Die Bühnen Bern haben kürzlich den Probenleiter des Ballett-Ensembles wegen Missbrauchsvorwürfen entlassen. Nun gelobt das Kulturhaus, künftig genauer hinschauen zu wollen und präventive Massnahmen zu verbessern. 

Ein Missbrauchsskandal schüttelt aktuell die Bühnen Bern durch. Im September wurden Vorwürfe gegen einen Probenleiter des Ballett-Ensembles in der deutschen Wochenzeitung «Die Zeit publik. Dabei kam ebenfalls ans Licht, dass er bereits in Vergangenheit wegen Missbrauchsvorwürfen verwarnt und vorläufig dispensiert worden war.

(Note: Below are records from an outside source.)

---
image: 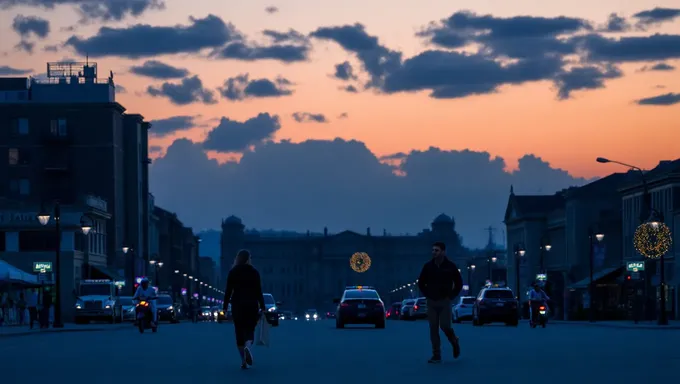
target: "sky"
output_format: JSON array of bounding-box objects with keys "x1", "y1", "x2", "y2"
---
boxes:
[{"x1": 1, "y1": 1, "x2": 679, "y2": 248}]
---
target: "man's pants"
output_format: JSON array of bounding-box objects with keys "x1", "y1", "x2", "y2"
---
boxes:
[
  {"x1": 427, "y1": 299, "x2": 456, "y2": 357},
  {"x1": 28, "y1": 307, "x2": 38, "y2": 328}
]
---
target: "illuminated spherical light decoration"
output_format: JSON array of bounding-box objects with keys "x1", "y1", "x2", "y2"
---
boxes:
[
  {"x1": 350, "y1": 252, "x2": 372, "y2": 273},
  {"x1": 633, "y1": 222, "x2": 672, "y2": 259}
]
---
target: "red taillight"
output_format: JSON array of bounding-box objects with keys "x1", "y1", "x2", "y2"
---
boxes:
[
  {"x1": 340, "y1": 302, "x2": 350, "y2": 307},
  {"x1": 539, "y1": 306, "x2": 545, "y2": 310},
  {"x1": 413, "y1": 305, "x2": 419, "y2": 310}
]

Stiftungsratspräsidentin Nadine Borter.
Keystone

Die Bühnen Bern haben zu den jüngsten Vorwürfen eine Untersuchung eingeleitet und nach deren Abschluss den Probenleiter vor zwei Wochen fristlos entlassen. Nun standen am Mittwoch die Verantwortlichen des Berner Kulturhauses vor den Medien Red und Antwort. Stiftungsratspräsidentin Nadine Borter bestätigte, dass es bei den jüngsten Vorwürfen um einen konkreten Einzelfall geht. «Dies macht die Situation nicht weniger dramatisch», räumte sie ein.

Prävention war ungenügend

Konkret berichtete die betroffene Person von übergriffigem Verhalten bei Premierenparties. Weitere Personen konnten die Vorfälle bestätigen, wie die von der Firma «BeTrieb» durchgeführte Untersuchung aufzeigte. Die Stiftungsratspräsidentin sprach der betroffenen Person die «volle Solidarität» der Bühnen Bern aus und gelobte: «Wir müssen alles Erdenkliche unternehmen, damit solche Vorfälle sich nicht wiederholen.»

Intendant Florian Scholz.
Keystone

Auch Intendant Florian Scholz sprach erneut seine Bestürzung aus über den Vorfall und zeigte sich selbstkritisch: «Wir müssen uns der bitteren Tatsache stellen, dass die präventiven Massnahmen nicht ausreichend waren, um diesen erneuten Vorfall zu verhindern.» Das Kulturhaus wolle deshalb weitere Massnahmen zum Schutz aller Mitarbeitenden erarbeiten. Nun brauche es einen langfristigen Prozess, sagte Nadine Borter. «Wir werden ganz genau hinschauen.»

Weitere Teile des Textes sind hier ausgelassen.